PT Bumi Resources Tbk (BUMI) dan PT Amman Mineral Internasional Tbk (AMMN) mencatat transaksi tertinggi, masing-masing Rp790,44 miliar dan Rp336,84 miliar. Harga saham BUMI pun menguat 2,73% sementara harga saham AMMN naik 4,31%.
Sejalan dengan penguatan IHSG, aksi beli investor asing terpantau dominan di sesi pertama dan mencatatkan net buy Rp83,37 miliar. Namun berdasarkan volume perdagangan, investor asing mencatatkan net sell 595,43 juta lembar saham.

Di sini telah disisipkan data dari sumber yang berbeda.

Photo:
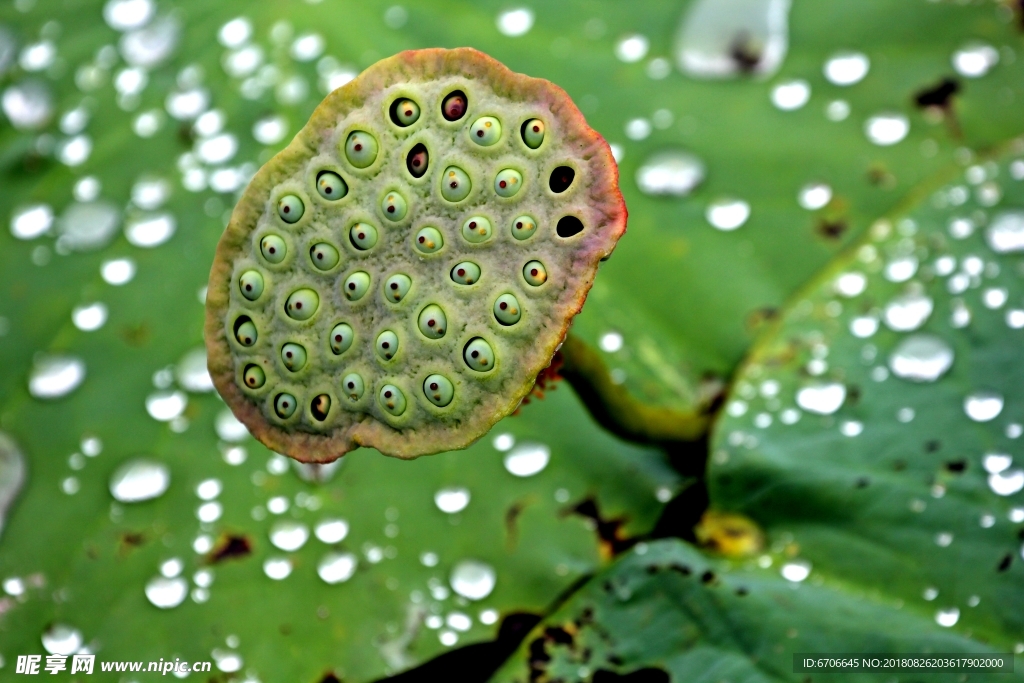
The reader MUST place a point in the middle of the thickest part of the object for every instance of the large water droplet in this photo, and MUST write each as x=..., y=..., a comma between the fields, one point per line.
x=726, y=38
x=671, y=174
x=55, y=376
x=472, y=579
x=139, y=479
x=821, y=397
x=921, y=358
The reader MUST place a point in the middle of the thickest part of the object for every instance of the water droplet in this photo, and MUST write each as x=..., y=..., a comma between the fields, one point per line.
x=726, y=38
x=337, y=567
x=823, y=398
x=139, y=479
x=472, y=580
x=670, y=174
x=452, y=499
x=55, y=376
x=527, y=459
x=983, y=406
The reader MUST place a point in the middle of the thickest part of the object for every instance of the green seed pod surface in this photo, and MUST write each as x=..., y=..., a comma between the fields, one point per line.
x=321, y=287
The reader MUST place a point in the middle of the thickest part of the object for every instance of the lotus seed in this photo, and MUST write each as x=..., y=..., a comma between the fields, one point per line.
x=404, y=113
x=438, y=390
x=392, y=399
x=290, y=208
x=273, y=249
x=387, y=344
x=418, y=161
x=330, y=185
x=294, y=356
x=341, y=338
x=394, y=206
x=433, y=322
x=254, y=377
x=353, y=386
x=476, y=229
x=324, y=256
x=356, y=285
x=507, y=309
x=429, y=240
x=302, y=304
x=479, y=355
x=535, y=272
x=523, y=227
x=508, y=182
x=245, y=332
x=321, y=407
x=466, y=272
x=455, y=184
x=454, y=107
x=284, y=406
x=360, y=148
x=485, y=131
x=532, y=133
x=364, y=236
x=251, y=285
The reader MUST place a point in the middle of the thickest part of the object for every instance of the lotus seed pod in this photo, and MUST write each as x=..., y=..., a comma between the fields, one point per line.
x=429, y=240
x=251, y=285
x=508, y=182
x=324, y=256
x=432, y=322
x=439, y=176
x=532, y=133
x=290, y=208
x=273, y=249
x=507, y=309
x=364, y=236
x=438, y=390
x=485, y=131
x=360, y=148
x=330, y=185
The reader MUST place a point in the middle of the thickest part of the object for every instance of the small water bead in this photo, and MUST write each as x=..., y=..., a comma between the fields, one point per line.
x=324, y=256
x=466, y=272
x=429, y=240
x=341, y=338
x=294, y=356
x=535, y=273
x=508, y=182
x=290, y=208
x=360, y=148
x=479, y=355
x=396, y=287
x=284, y=406
x=485, y=131
x=507, y=309
x=455, y=184
x=330, y=185
x=432, y=322
x=438, y=390
x=392, y=399
x=394, y=206
x=356, y=285
x=251, y=285
x=253, y=376
x=387, y=344
x=532, y=133
x=302, y=304
x=353, y=386
x=273, y=249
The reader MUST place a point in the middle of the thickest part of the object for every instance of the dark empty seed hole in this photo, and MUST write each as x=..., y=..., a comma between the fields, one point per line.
x=417, y=161
x=568, y=225
x=454, y=107
x=561, y=178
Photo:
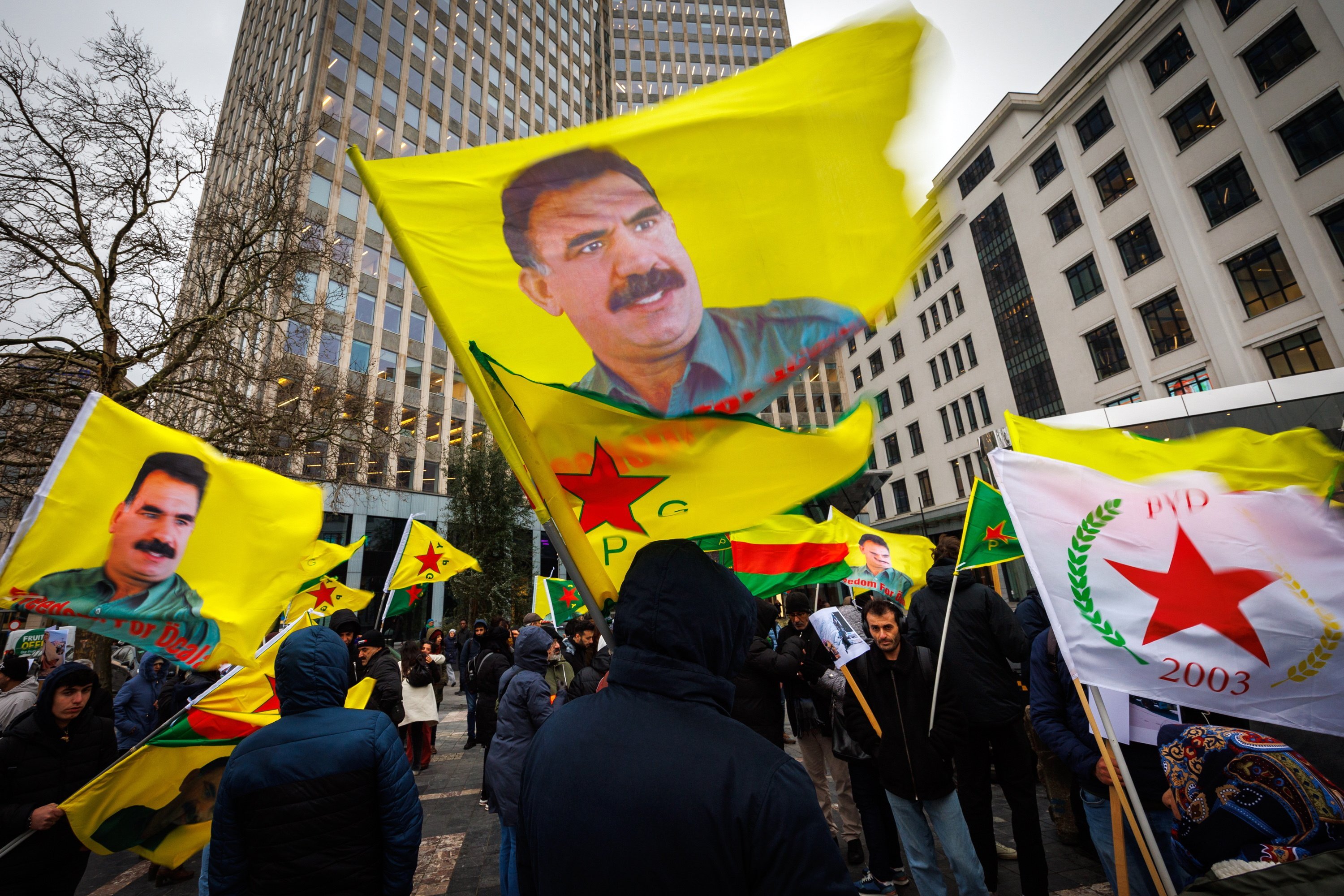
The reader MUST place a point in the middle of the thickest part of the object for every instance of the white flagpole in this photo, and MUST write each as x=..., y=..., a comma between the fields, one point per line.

Berikut ini rincian Top 5 Net Foreign Buy dan Net Foreign Sell pada sesi pertama:
Top Net Foreign Buy
PT Bank Central Asia Tbk (BBCA) – Rp112,57 miliar
PT Amman Mineral Internasional Tbk (AMMN) – Rp109,34 miliar
PT Bank Rakyat Indonesia (Persero) Tbk (BBRI) – Rp74,54 miliar
PT Energi Mega Persada Tbk (ENRG) – Rp37,88 miliar
PT Raharja Energi Cepu Tbk (RATU) – Rp26,39 miliar
Top Net Foreign Sell
PT Bumi Resources Tbk (BUMI) – Rp103,43 miliar
PT Chandra Asri Pacific Tbk (TPIA) – Rp48,76 miliar
PT Bank Negara Indonesia (Persero) Tbk (BBNI) – Rp36,97 miliar
PT Astra International Tbk (ASII) – Rp35,52 miliar
PT Timah Tbk (TINS) – Rp29,85 miliar
Dari emerging market Asia Pasifik, mayoritas indeks saham menghadapi tekanan. NIFTY India turun 0,45% hingga siang ini, disusul Hang Seng yang melemah 0,43% dan TWSE Taiwan turun 0,41%.
Sementara sejumlah indeks yang bertahan di zona hijau adalah KOSPI Korea Selatan dengan kenaikan 1,30%, IHSG 0,84%, dan PCOMP Filipina 0,53%.